Monday 15 October 2012

Speakers' Corner


I didn't realise that Speakers' Corner still existed in Sydney's Domain. It has moved from where I last saw it (under the trees near the road to the Art Gallery) to beside the main pathway across the Domain from the  Gallery to Sydney Hospital. The haze is from the lens fogging up due to me getting the camera wet earlier in the day.

Friday 12 October 2012

Art and About (4)


Another rather odd installation, "friendly" traffic signs dotted around the city, although the one above doesn't seem too friendly.

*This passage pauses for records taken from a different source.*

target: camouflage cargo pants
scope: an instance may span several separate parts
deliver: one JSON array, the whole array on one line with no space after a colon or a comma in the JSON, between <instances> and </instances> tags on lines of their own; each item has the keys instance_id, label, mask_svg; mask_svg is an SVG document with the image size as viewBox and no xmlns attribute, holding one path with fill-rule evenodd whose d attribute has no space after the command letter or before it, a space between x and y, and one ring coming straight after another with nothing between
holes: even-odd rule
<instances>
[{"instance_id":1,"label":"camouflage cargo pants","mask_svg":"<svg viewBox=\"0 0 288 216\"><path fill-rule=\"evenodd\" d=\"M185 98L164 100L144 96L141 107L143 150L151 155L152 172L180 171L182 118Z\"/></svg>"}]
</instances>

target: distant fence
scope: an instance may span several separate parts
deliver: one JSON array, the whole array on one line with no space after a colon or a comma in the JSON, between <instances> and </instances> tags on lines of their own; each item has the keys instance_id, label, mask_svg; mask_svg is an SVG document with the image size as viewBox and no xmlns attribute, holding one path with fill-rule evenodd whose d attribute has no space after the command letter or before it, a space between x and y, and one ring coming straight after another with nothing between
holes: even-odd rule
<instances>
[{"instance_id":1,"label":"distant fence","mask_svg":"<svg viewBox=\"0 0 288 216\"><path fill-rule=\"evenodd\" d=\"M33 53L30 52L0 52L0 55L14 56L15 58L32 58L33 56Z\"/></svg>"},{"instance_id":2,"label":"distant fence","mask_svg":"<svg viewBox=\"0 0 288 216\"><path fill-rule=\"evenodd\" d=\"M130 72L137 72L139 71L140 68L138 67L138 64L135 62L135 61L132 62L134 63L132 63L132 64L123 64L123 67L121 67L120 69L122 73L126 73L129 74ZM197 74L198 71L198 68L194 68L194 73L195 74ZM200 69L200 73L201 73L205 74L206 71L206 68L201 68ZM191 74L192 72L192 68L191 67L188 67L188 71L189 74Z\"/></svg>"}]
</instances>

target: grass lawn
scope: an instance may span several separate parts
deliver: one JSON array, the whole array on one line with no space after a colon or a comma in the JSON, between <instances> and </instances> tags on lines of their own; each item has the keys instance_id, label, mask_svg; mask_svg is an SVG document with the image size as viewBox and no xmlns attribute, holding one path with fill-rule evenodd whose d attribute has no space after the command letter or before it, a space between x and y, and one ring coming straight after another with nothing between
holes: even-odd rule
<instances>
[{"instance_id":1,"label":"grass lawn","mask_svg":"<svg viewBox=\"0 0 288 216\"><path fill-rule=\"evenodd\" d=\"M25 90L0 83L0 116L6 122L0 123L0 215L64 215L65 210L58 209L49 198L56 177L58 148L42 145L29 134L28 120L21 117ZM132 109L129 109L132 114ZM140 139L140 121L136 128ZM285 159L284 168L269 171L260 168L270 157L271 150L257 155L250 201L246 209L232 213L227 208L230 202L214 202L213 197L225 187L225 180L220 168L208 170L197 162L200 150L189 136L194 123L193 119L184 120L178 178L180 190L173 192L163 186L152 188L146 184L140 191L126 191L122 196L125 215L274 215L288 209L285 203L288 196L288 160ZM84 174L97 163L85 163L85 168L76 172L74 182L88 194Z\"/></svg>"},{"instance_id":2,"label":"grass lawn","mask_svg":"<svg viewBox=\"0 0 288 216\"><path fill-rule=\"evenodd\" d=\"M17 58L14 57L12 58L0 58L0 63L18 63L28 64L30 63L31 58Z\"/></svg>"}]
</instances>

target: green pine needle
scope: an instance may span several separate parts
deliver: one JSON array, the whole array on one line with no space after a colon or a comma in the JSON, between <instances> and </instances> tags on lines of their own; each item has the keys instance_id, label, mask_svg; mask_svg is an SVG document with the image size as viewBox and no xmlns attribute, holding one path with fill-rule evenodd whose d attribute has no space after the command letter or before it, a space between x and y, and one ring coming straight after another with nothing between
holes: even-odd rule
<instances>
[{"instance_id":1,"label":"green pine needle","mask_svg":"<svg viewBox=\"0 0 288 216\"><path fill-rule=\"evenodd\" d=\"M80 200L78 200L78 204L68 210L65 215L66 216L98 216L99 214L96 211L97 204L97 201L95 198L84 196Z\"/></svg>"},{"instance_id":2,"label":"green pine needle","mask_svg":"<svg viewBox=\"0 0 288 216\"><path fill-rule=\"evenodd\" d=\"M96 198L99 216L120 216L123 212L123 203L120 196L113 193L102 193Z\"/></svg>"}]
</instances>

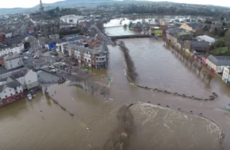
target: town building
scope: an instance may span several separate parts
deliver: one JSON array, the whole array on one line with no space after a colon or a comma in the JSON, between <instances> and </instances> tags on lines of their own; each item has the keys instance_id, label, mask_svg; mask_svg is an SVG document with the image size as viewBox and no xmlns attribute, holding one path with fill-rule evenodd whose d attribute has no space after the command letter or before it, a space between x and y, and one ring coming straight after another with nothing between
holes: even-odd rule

This one is set up next to the talking dog at Town Hall. That's him on the fountain to the right.

Thursday 11 October 2012

Art and About (3)


This has to be the strangest of the Art and About installations. Inside a small house set up in Queens Square outside the Barracks Museum, the rain falls and everything slowly decays. Its got something to do with how saying the wrong thing can cause everything to change and a relationship to decay. This is how I got water in the camera. It wasn't just a little rain in there, it was torrential.





Wednesday 10 October 2012

Art and About (2)


I hope you can see these. They were taken with the point and shoot cranked up as high as it could go so the quality is pretty poor. This is my favourite of the Art and About installations that I have managed to see this year. I hope you can make out the faces watching from the trees.